But he finds the process of seeking asylum confusing.

Adam walks among the tents.

"The people here really like papers," he says with obvious sarcasm.

"If people here don't have papers, that's because they want to be refugees in the UK," says a Sudanese man named Ahmed before leaving to take his shower in a reception center close to the La Chapelle station.

Ahmed, a 30-year-old man from Sudan, stands in front of the slum.

A third Sudanese man, Ibrahim, is one of those hopefuls.

"I want to go to England." he says. "Over there, I know people, and then I'll speak English."

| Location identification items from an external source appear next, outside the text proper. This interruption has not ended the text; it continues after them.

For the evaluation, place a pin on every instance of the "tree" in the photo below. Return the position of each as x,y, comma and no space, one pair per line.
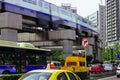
109,53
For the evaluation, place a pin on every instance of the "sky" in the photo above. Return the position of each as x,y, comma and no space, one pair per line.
84,7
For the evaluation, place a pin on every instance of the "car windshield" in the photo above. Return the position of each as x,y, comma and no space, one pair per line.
36,76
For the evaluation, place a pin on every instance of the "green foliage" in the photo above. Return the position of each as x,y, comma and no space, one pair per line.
109,53
82,74
10,76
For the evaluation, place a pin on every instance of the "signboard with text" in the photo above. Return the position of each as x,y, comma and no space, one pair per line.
85,42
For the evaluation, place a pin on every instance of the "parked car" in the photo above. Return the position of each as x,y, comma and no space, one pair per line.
57,64
118,71
96,68
108,67
49,75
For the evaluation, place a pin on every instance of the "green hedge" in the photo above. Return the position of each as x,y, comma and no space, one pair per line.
10,76
82,74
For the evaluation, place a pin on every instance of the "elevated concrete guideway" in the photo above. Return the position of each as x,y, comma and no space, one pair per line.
23,23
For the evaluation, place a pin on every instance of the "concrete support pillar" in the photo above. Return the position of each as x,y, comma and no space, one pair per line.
9,34
10,23
67,47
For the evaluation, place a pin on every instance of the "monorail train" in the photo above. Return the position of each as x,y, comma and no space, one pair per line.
46,12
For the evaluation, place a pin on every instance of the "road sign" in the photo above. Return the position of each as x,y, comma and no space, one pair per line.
85,42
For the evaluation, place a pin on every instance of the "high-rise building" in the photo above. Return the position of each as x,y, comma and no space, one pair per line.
102,24
93,18
113,20
67,6
98,20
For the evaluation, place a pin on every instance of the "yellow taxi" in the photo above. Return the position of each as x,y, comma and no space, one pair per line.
49,75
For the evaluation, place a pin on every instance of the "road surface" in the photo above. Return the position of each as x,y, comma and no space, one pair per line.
110,78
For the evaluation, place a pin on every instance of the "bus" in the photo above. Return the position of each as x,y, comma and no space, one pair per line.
21,57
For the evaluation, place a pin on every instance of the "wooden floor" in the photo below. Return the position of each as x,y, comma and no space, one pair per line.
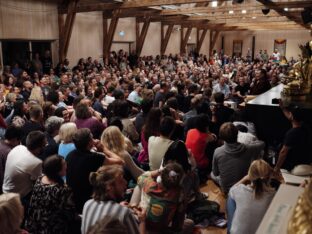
214,194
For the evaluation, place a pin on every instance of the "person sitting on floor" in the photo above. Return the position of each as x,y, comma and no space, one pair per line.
163,200
82,161
51,208
250,198
297,141
109,187
231,161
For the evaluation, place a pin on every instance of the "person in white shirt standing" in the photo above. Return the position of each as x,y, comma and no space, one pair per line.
135,95
23,166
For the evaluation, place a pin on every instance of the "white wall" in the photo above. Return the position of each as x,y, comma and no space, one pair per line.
87,37
20,19
265,40
33,19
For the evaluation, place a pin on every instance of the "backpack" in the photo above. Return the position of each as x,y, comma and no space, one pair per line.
199,210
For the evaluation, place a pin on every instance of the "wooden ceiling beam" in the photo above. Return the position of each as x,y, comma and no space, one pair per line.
141,36
248,7
109,35
165,37
200,39
88,7
132,12
66,28
213,39
279,9
184,38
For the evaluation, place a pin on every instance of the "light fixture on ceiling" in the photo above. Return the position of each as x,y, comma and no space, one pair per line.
266,11
237,1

When he came to France two months ago, he went through Calais. "It's difficult there too, but more organized than here," he says. "It's every man for himself in the Austerlitz slum."

Ibrahim says he has tried five times to get on a truck headed to the UK, but without any success. He plans to try again next month.

Two men leave the camp for the day.

On Monday, organizations including the French Human Rights League, ATTAC, and the Education Without Borders Network sent a letter to Paris's mayor and prefect to request "permanent accommodations" for the migrants, France 24 reported. In the meantime, these associations and several local groups are distributing food and supplies.

After the string of sometimes violent evictions, Paris mayor Anne Hidalgo confirmed that a migrant shelter will be opened to aid people with or without papers, so that they can work on their asylum claims. However, she didn't specify when the shelter would be built.